Later he added: "CDC should not assume that its luck with these near-miss events will continue. Sooner or later its luck will run out ... and someone will die."
"I just don't understand why they didn't heed those warnings," Colorado Democrat Diana DeGette agreed.
Frieden said he has cracked down on biosafety level 3 and 4 labs, those designed to contain the most dangerous pathogens.
"I have implemented a moratorium on transfer of any biological material out of any BSL-3 or BSL-4 laboratory at CDC until processes are reviewed and improved, and this moratorium will be lifted on a lab-by-lab basis once corrective actions have been taken and confirmed," he said.
The National Institutes of Health also scrambled to resuscitate a biosafety advisory panel that hasn't met in nearly two years.
Several experts said the federal governments needs independent oversight of lab safety. "CDC and USDA regulate their own biosafety and security," said Richard Ebright, who heads microbiology labs at Rutgers University. "They perform the work.
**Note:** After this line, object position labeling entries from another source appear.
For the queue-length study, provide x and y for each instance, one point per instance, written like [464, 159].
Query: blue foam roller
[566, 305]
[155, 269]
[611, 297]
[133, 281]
They fund the work...They cannot have the authority to regulate themselves."
Frieden said he was working to change the culture at CDC to one where people feel free to report even the smallest lapses. "We need to encourage reporting. We need to encourage all staff to take responsibility," he said.
Safety expert Sean Kaufman agreed and cautioned Congress against punishing CDC.
"It’s well known that punishment does three things. It builds resentment. It teaches no new behavior. And it hides true behavior," he said.
Murphy countered with a dramatic end to the hearing. "Are you making excuses for these scientists?" he demanded. "It sounds like you are saying they need more training. Boo-hoo." He help up a plastic bag containing what everyone in the room hoped were mock-ups of growing anthrax cultures.
"You don't need training to know this is dangerous," he said.